The battery died on me again. I went out to Place de Bastille and Rue St-Antoine and the camera gave up after take a dozen shots. The battery is so small that I have to keep recharging it every night and I keep forgetting it.
I had to go out despite the post-exertional sickness in the afternoon. Yesterday was the first sunny day in Paris since we arrived and it felt like summer. People were sunbathing in Place des Vosges in shorts. I felt like walking on and on following the St-Antoine till it ends. But I knew better; I turned around when my fitbit pedometer hit about 5000. This morning I feel OK. and I don't think I'll crap out this afternoon either since I reined in on the distance.
And, yes, I did crap out in the afternoon of 10/13 as I thought I would. I felt worse yesterday afternoon, making it a post-exertional sickness, not post-exercise fatigue. So, it seems, the post-trip struggle in Paris is not over yet.
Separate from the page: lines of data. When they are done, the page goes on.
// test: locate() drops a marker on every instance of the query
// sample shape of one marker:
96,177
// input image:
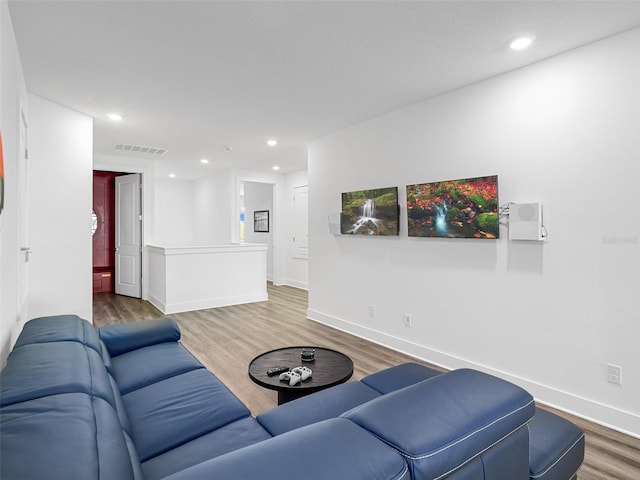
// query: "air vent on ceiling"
139,149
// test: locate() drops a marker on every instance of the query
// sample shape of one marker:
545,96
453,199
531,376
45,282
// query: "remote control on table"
276,370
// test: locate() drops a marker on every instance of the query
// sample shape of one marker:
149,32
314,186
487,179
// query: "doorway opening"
256,218
116,231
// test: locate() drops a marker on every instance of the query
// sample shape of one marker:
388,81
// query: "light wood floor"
226,339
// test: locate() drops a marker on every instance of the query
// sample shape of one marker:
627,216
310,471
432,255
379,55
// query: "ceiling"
216,79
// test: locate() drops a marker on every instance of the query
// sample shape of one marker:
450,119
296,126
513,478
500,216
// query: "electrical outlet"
614,374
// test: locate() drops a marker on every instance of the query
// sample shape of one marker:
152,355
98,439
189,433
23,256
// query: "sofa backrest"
461,420
62,414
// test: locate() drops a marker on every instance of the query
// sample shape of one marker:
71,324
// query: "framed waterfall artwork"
465,208
370,212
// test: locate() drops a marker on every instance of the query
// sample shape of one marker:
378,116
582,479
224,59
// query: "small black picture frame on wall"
261,221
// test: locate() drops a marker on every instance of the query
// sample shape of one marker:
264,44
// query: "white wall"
60,199
174,212
547,316
214,203
257,197
13,96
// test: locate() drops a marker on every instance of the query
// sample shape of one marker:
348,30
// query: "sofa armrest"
327,450
126,337
442,423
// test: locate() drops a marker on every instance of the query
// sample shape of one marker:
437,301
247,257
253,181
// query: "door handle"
27,252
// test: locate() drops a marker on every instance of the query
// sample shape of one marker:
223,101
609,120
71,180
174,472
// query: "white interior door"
23,221
301,222
128,236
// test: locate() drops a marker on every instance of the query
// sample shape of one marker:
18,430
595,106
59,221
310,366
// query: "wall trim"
602,414
297,284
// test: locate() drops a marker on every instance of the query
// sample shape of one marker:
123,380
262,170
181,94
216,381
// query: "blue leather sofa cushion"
59,328
459,414
398,377
322,405
142,367
176,410
335,449
67,436
131,336
238,434
40,369
557,447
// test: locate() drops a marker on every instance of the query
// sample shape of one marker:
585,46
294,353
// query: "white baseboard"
593,411
178,307
297,284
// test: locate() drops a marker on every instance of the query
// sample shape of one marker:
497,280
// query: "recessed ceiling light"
520,43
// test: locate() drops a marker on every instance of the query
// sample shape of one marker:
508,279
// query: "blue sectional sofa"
131,402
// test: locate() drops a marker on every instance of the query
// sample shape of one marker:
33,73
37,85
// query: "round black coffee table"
329,368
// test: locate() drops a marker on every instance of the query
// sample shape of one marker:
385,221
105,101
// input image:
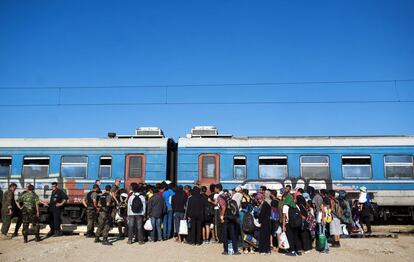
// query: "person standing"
104,217
178,203
265,225
91,204
115,199
30,212
167,194
136,213
156,206
57,199
7,210
195,214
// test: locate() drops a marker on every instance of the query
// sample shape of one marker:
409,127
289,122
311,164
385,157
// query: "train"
382,164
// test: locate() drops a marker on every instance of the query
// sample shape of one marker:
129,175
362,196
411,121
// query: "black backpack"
232,210
248,226
295,219
209,212
103,200
137,205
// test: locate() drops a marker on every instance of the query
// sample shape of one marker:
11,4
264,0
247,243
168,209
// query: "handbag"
148,225
284,243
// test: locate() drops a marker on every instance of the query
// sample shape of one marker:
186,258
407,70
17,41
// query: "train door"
209,169
134,169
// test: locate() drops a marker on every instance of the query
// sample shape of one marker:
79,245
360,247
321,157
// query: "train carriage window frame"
105,166
141,174
401,164
354,161
202,169
276,158
74,165
319,164
35,162
240,165
5,166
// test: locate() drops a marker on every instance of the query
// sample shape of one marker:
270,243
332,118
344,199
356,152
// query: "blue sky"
79,44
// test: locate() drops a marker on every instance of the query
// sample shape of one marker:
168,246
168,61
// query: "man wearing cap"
7,210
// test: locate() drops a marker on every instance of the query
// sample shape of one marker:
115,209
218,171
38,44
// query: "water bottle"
230,248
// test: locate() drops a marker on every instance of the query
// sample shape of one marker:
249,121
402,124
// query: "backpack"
337,209
89,200
248,223
103,202
311,222
232,210
295,219
274,214
208,212
137,205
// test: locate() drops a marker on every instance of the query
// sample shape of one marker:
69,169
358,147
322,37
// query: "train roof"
82,142
295,141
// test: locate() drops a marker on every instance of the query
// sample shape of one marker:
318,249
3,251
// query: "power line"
208,103
205,84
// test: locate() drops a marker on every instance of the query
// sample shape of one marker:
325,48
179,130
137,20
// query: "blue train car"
384,165
146,157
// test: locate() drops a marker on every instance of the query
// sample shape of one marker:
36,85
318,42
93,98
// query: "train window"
135,166
314,167
356,166
105,166
239,167
5,166
273,167
398,166
208,166
36,167
74,166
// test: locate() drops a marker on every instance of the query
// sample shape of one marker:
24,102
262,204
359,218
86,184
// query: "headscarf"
289,201
267,197
259,197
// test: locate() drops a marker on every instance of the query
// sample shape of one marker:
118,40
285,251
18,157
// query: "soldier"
115,200
18,215
91,203
7,210
30,211
104,217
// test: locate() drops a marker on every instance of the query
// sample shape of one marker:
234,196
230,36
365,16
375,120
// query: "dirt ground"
79,248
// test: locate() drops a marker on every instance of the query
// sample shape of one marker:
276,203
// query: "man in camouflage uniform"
7,210
30,212
91,204
104,217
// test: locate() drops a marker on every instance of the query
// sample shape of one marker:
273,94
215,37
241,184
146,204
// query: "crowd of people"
288,221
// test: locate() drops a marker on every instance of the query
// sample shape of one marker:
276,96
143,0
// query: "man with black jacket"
57,199
91,204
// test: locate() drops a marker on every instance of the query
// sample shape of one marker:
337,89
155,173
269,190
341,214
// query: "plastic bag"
183,230
148,225
284,243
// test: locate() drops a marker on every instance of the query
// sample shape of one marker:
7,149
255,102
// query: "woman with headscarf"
195,214
265,225
293,233
305,235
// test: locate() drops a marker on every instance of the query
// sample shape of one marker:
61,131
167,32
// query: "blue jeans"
167,224
322,231
229,233
156,228
177,218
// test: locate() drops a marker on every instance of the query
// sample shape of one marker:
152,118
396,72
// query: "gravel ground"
79,248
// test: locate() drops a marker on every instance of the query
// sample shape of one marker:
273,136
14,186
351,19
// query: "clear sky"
78,44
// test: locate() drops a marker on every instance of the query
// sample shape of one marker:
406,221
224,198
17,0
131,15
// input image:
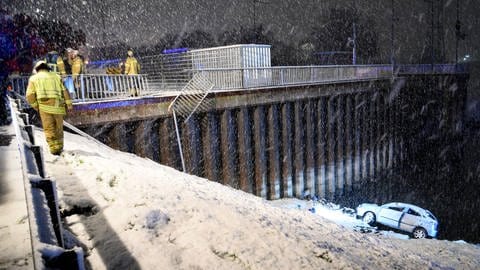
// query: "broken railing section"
192,98
46,232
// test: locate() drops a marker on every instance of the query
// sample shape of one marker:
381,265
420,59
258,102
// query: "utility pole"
433,35
457,34
255,18
392,53
354,50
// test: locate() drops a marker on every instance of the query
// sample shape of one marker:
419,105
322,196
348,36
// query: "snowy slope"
129,212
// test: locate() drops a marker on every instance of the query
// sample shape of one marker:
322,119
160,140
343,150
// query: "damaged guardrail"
46,232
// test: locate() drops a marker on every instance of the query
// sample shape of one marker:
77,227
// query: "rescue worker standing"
132,67
47,94
77,68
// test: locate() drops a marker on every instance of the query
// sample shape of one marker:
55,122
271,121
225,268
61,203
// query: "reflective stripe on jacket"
132,67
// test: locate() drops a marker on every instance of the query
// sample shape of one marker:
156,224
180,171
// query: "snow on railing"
245,78
46,232
98,87
432,69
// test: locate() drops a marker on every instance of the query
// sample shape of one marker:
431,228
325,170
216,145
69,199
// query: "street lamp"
255,16
392,53
354,49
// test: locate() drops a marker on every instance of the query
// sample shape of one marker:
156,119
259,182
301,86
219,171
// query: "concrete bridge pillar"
192,145
331,147
211,148
169,152
311,146
229,145
246,152
261,165
299,149
288,169
323,157
274,153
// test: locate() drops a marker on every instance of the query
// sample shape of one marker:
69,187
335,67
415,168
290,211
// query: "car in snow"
419,222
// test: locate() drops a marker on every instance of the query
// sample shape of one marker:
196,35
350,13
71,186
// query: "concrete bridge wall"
287,142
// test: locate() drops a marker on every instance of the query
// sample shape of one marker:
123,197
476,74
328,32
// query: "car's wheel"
419,233
369,218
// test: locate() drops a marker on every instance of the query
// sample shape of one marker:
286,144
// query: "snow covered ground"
130,213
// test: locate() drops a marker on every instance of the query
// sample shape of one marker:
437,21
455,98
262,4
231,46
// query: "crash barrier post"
46,232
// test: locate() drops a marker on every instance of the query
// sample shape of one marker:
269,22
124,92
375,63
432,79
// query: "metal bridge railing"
106,86
165,78
93,87
227,79
432,69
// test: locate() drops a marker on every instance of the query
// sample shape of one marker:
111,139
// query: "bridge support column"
229,146
322,147
211,148
350,168
169,153
340,138
193,144
274,139
358,128
299,149
261,166
311,148
288,169
332,148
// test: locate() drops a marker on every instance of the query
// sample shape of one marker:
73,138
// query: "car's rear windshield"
430,215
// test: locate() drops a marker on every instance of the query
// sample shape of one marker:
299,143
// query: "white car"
420,223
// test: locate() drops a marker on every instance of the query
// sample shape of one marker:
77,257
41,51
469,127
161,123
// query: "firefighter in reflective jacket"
47,94
77,67
132,67
55,63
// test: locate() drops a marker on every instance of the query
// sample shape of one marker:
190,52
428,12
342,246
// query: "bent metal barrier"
100,87
46,230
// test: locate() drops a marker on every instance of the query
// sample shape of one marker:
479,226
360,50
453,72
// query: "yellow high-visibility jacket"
46,92
132,67
61,66
77,66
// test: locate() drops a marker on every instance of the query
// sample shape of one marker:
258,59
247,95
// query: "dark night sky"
145,22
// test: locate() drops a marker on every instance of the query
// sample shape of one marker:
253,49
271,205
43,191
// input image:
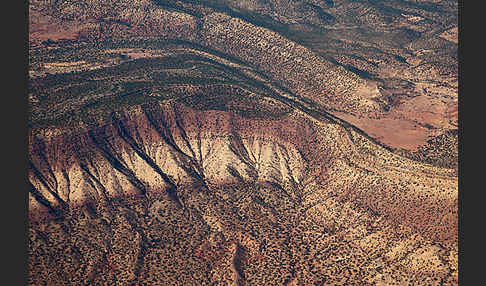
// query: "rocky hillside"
242,143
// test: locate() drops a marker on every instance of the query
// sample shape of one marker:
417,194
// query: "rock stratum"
242,143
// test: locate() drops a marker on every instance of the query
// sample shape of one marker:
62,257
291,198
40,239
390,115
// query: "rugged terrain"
243,142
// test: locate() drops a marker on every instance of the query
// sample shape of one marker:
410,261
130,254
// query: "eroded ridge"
290,199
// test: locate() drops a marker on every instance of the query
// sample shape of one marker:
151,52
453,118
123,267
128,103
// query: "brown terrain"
243,143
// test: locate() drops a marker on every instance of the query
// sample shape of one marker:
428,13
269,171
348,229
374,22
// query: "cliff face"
242,143
241,179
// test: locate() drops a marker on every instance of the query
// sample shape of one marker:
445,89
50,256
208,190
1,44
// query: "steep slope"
242,143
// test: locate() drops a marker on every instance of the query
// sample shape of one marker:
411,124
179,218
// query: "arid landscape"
258,142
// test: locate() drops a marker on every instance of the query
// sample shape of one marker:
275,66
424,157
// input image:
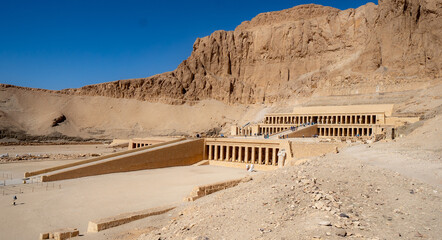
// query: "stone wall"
178,154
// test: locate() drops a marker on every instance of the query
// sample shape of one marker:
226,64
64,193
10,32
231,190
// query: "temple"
327,121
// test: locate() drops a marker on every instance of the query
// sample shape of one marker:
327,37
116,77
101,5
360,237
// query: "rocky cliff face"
305,50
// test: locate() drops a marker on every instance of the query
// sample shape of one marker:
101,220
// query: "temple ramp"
69,165
307,131
181,153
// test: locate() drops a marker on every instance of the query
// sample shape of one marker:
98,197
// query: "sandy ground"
72,203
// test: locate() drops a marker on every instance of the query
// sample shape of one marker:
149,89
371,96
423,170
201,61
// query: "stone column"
253,155
209,156
274,157
227,153
267,156
260,155
233,153
246,154
216,152
240,154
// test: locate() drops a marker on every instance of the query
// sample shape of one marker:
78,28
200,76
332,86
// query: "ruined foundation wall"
306,150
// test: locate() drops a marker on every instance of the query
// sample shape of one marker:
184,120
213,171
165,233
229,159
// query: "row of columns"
347,119
345,132
138,145
243,154
323,119
288,119
271,130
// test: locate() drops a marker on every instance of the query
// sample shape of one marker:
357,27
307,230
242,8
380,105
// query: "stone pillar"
240,154
227,153
274,157
267,156
260,155
216,153
253,155
209,156
246,154
233,153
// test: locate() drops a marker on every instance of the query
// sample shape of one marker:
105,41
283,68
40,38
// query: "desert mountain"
305,50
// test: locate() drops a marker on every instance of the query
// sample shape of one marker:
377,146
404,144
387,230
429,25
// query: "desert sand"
48,206
308,55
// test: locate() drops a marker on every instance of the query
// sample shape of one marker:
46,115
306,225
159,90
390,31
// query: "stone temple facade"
363,121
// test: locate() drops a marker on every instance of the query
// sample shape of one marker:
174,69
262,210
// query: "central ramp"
181,153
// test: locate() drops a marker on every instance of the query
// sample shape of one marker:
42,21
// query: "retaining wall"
178,154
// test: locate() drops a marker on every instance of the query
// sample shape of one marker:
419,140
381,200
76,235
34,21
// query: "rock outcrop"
305,50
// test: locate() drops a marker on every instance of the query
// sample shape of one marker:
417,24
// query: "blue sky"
71,43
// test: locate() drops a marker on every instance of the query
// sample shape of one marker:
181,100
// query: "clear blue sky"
71,43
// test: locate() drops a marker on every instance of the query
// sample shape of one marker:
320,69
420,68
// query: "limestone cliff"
305,50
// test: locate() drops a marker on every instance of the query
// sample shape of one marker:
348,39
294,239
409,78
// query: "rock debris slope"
305,50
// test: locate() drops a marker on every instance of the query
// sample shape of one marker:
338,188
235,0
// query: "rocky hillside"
305,50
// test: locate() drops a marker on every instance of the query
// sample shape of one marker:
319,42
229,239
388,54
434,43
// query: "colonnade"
345,131
244,131
323,119
261,155
138,145
271,129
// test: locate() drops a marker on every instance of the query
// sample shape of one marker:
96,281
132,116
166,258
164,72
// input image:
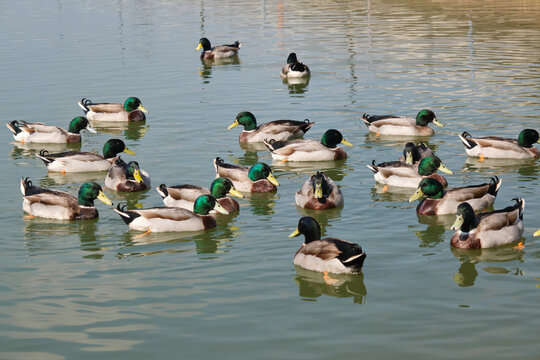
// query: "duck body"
319,192
326,255
489,229
257,178
217,52
502,148
402,125
53,204
309,150
131,111
440,202
26,132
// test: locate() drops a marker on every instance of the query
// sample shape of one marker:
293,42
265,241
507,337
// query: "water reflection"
312,285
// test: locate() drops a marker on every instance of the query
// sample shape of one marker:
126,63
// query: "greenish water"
92,290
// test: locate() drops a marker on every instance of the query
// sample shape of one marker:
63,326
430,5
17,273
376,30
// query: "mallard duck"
131,110
309,150
489,229
329,255
217,52
160,219
26,132
502,148
437,201
294,68
127,177
280,130
257,178
402,125
75,161
412,154
319,192
184,196
397,173
59,205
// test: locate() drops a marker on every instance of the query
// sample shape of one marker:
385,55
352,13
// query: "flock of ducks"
191,207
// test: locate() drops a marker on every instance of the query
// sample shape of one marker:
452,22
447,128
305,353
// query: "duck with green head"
217,52
400,174
127,177
26,132
76,161
319,192
184,196
437,201
495,147
132,110
402,125
160,219
53,204
309,150
257,178
328,255
280,130
489,229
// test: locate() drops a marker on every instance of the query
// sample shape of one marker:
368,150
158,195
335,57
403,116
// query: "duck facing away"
502,148
397,173
437,201
127,177
294,68
402,125
309,150
328,255
280,130
53,204
319,192
26,132
161,219
217,52
184,196
257,178
489,229
131,111
76,161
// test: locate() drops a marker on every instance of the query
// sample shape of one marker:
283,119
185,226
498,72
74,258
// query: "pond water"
91,289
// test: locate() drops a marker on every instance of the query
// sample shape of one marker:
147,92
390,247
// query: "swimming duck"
257,178
328,255
127,177
489,229
184,196
217,52
397,173
309,150
412,154
26,132
319,192
294,68
280,130
53,204
437,201
402,125
160,219
75,161
502,148
131,110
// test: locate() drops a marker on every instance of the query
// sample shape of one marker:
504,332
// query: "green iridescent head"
133,103
261,171
80,123
309,227
528,137
90,191
206,203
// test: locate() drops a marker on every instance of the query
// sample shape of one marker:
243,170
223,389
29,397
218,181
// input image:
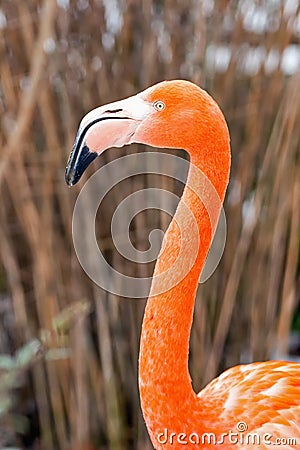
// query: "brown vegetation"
76,380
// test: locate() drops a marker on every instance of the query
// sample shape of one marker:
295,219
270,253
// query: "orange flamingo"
249,406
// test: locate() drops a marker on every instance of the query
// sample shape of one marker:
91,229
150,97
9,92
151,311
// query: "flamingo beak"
112,125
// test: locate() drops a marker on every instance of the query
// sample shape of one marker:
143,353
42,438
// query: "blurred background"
69,350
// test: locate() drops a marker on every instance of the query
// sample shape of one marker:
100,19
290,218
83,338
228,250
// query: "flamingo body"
263,397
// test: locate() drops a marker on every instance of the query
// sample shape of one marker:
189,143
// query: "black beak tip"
79,160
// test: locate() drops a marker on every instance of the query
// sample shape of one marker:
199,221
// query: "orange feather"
264,397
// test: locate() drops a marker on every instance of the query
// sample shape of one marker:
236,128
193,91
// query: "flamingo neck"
164,380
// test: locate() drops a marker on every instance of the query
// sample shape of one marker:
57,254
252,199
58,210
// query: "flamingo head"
170,114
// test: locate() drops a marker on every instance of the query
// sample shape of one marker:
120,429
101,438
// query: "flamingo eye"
159,105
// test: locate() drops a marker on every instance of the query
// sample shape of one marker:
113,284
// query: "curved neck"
164,380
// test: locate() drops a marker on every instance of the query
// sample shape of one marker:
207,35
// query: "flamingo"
248,406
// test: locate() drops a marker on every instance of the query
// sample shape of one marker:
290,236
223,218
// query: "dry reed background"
68,364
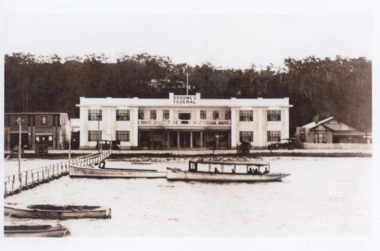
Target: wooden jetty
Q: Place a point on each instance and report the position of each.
(28, 179)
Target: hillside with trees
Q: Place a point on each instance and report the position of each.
(318, 88)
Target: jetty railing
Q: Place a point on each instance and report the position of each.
(28, 179)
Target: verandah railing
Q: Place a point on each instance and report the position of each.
(28, 179)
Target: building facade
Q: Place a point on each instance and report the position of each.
(51, 129)
(329, 130)
(183, 121)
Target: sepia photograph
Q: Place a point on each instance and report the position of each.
(189, 125)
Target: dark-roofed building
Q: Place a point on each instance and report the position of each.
(47, 128)
(329, 130)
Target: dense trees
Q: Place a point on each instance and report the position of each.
(316, 87)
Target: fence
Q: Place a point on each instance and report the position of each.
(338, 146)
(28, 179)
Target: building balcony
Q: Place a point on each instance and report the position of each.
(184, 123)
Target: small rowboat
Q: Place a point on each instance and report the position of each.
(102, 172)
(215, 171)
(35, 231)
(56, 212)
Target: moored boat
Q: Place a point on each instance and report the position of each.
(35, 231)
(101, 171)
(225, 171)
(56, 211)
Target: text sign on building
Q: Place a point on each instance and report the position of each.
(184, 99)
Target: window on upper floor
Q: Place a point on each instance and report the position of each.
(227, 115)
(43, 120)
(215, 115)
(203, 115)
(246, 115)
(246, 136)
(274, 115)
(94, 114)
(153, 114)
(122, 135)
(94, 135)
(141, 114)
(165, 115)
(273, 136)
(320, 138)
(122, 115)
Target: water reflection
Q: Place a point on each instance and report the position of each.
(321, 197)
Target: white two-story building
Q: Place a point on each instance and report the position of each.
(183, 121)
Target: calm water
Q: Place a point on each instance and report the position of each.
(322, 197)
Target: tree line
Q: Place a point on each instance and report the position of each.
(318, 88)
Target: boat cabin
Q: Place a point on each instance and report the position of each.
(234, 167)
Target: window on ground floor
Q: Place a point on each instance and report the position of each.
(165, 115)
(94, 114)
(246, 115)
(122, 135)
(227, 115)
(274, 115)
(203, 114)
(141, 114)
(153, 114)
(94, 135)
(246, 136)
(122, 115)
(215, 115)
(273, 136)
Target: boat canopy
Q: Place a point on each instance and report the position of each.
(218, 162)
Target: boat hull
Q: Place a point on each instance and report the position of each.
(35, 231)
(177, 174)
(20, 211)
(87, 172)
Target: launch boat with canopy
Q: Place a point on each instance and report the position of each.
(225, 171)
(100, 171)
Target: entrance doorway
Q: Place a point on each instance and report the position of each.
(184, 117)
(14, 137)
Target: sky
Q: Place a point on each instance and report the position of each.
(228, 34)
(226, 41)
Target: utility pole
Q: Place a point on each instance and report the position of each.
(70, 132)
(99, 134)
(187, 84)
(19, 147)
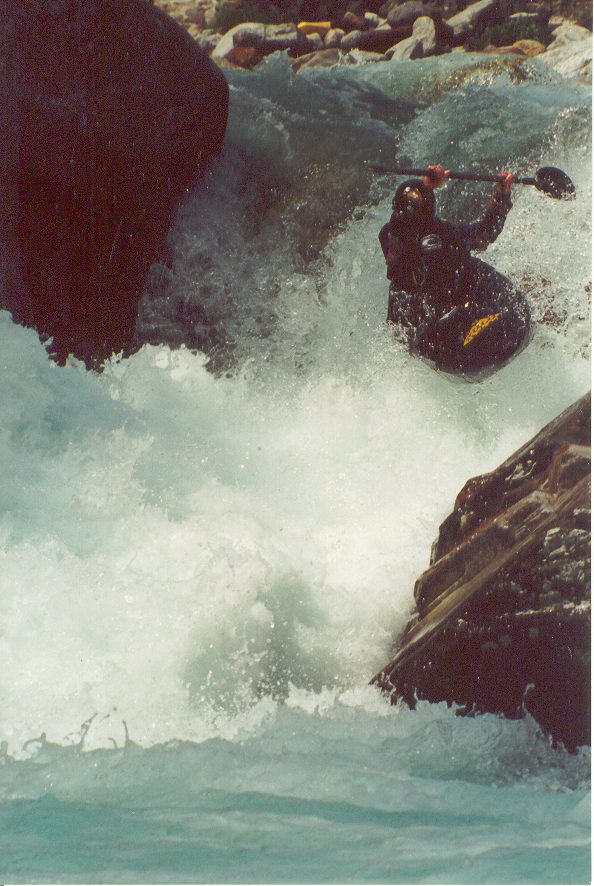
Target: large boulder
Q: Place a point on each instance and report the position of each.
(570, 52)
(502, 620)
(408, 12)
(264, 39)
(110, 111)
(474, 16)
(422, 42)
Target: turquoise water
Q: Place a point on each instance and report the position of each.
(201, 570)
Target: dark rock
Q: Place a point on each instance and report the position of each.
(324, 58)
(502, 618)
(410, 11)
(333, 38)
(477, 15)
(272, 38)
(378, 40)
(110, 111)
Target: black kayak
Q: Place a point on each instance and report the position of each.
(475, 337)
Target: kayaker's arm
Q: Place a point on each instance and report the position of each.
(478, 235)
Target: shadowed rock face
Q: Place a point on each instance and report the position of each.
(503, 612)
(109, 111)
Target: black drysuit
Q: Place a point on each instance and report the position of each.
(438, 290)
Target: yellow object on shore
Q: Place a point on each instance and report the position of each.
(320, 28)
(479, 326)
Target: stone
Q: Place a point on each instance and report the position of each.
(244, 57)
(570, 53)
(529, 48)
(351, 22)
(333, 38)
(406, 50)
(502, 620)
(272, 38)
(309, 28)
(424, 29)
(206, 40)
(225, 45)
(315, 42)
(110, 112)
(377, 40)
(325, 58)
(352, 40)
(373, 20)
(407, 13)
(475, 15)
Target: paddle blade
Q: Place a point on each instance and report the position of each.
(555, 183)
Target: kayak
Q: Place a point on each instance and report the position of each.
(476, 336)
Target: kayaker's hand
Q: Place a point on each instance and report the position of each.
(506, 180)
(435, 176)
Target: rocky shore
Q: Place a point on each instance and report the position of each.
(240, 34)
(502, 615)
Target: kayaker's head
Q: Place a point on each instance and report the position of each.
(414, 201)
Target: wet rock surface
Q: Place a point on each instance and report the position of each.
(502, 620)
(110, 112)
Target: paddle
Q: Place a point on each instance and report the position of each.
(548, 179)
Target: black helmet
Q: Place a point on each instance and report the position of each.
(414, 200)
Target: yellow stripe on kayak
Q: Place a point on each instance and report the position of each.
(479, 326)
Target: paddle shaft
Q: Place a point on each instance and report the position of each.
(464, 176)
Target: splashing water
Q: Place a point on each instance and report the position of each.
(204, 568)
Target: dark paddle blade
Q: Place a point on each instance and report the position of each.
(555, 183)
(548, 179)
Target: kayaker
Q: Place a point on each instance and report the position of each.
(438, 291)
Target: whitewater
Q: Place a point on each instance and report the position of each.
(209, 548)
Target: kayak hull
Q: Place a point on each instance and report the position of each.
(475, 337)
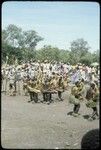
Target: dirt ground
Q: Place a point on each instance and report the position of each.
(39, 125)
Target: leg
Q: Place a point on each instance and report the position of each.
(60, 95)
(95, 113)
(36, 97)
(31, 96)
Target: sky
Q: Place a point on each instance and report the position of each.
(59, 23)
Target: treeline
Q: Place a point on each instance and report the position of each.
(21, 45)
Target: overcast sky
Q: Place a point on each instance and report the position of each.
(59, 23)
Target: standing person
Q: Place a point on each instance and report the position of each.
(32, 90)
(11, 84)
(92, 97)
(60, 88)
(75, 98)
(46, 90)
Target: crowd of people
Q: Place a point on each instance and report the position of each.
(50, 78)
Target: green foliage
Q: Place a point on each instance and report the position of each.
(20, 45)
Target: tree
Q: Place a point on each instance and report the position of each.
(16, 42)
(79, 48)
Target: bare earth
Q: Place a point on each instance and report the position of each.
(28, 125)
You can't really tell if the struggle is over until it is well over. I figured it is over if I could walk 2 days in a row. But the struggle means frequent post-exertional sicknesses. So, the end of the post-trip struggle should really be defined as when the normal post-exertional sickness frequency returns. And I wouldn't know that till at least one month has past from the end, since my normal pre-trip frequency is currently one a month. (In Paris, I had 2 so far).
Back to Paris. I keep thinking Paris has a lot in common with Seoul. You forget historic and architectural difference, and the street scenes looks much much the same. The bus ride to Place de Bastille was no exception. It looked just like alley ways in Sinchon or Sang-il dong with millions people coming and going in narrow streets with shops on both sides. Add to that the Norman demeanor, it has more more commonality with Seoul than, say, Chicago. (I was going to say New York, but New York is so multicultural, it has a little bit of Seoul and Paris mixed in it).